Concepts introduced¶

ai-generated-code-is-untrusted — the reframe
capability-based-security — the principle
isolates-vs-containers — the decision framework + 8-item checklist

Entities¶

harshil-agrawal — speaker
cloudflare — employer; ships both demo primitives

Memorable moves¶

"If you told someone, 'I found this code on a random website, let's run it in production,' you absolutely would not. That's security 101. But that's essentially what we're doing with LLM-generated code."
"The over-helpful LLM is dangerous precisely because its behavior looks reasonable."
"Don't enumerate what to block. Enumerate what to allow."
"Would you rather give someone a master key and a list of 10,000 rooms they can't enter — or keys to the 3 rooms they actually need?"
Secrets anti-pattern: env.API_KEY → sandbox. Never.
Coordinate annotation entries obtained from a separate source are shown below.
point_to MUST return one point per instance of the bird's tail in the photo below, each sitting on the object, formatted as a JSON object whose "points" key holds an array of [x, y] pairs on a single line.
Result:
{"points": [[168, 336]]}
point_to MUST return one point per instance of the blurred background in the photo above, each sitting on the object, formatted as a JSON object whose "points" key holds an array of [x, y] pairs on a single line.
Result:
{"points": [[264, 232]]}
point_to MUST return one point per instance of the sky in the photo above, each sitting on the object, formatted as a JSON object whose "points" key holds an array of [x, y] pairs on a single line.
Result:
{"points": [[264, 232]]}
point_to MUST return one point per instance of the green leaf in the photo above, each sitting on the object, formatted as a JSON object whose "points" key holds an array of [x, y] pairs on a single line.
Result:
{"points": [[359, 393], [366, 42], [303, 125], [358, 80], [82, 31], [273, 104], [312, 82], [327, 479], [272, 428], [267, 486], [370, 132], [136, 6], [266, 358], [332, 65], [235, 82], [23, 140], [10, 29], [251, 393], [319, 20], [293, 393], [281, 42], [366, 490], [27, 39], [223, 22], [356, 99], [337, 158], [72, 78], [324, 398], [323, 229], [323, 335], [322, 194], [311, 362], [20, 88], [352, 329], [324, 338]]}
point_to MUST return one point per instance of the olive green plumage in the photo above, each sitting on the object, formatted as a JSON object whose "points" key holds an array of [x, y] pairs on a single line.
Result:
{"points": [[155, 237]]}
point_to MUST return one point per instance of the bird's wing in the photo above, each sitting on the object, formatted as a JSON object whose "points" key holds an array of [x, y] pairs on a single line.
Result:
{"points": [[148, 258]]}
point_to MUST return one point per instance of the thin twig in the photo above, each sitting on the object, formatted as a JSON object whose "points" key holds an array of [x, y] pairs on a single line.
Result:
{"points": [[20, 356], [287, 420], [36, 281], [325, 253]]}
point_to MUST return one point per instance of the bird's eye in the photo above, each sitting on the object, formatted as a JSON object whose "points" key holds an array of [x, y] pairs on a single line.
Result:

Proxy through your own worker.

Cross-ingest links¶

agent-security-slop — peter-steinberger's adjacent worry: AI-generated CVE reports flood maintainers, which is the supply-side of the same problem
verifiable-systems-for-agents — eric-zakariasson's flip: agents need verifiable specs; humans need sandboxed execution; both are about bounding what an LLM can get wrong
isolated-agent-vms — eric-zakariasson's parallel pattern: sandbox-per-async-agent (VM-level)
parallel-agent-competitions — each parallel agent lives in its own sandbox by necessity
animals-vs-ghosts — andrej-karpathy's frame: ghosts inherit human flaws including security ones, so trust ceiling is low by default

Open questions¶

What's the container-per-user cost profile at 10k, 100k, 1M concurrent users? At what scale does the "one user one sandbox" rule start to buckle financially?
How do you audit the 8-item checklist across a codebase? Is there a linter / policy-as-code for "this API endpoint exposes an unsandboxed LLM call"?
Where do indirect prompt injections get caught — pre-sandbox (input validation) or post-sandbox (capability enforcement)? Probably both but the split matters.
The "code mode" pattern Agrawal mentions (for agent integration) — what's its status and how does it compare to OpenAI's code-interpreter?

Synthesis note¶

Three ingests from AI Engineer 2026 now form a tight triangle on the trust-boundary axis: - peter-steinberger — maintainer-side: AI-generated CVE/PR slop - mahmoud-mabrouk — judge-side: AI eval is theater unless calibrated - harshil-agrawal — execution-side: AI code is untrusted; sandbox it

Together: don't trust what AI produces (at any layer — code, review, judgment) without verified bounds.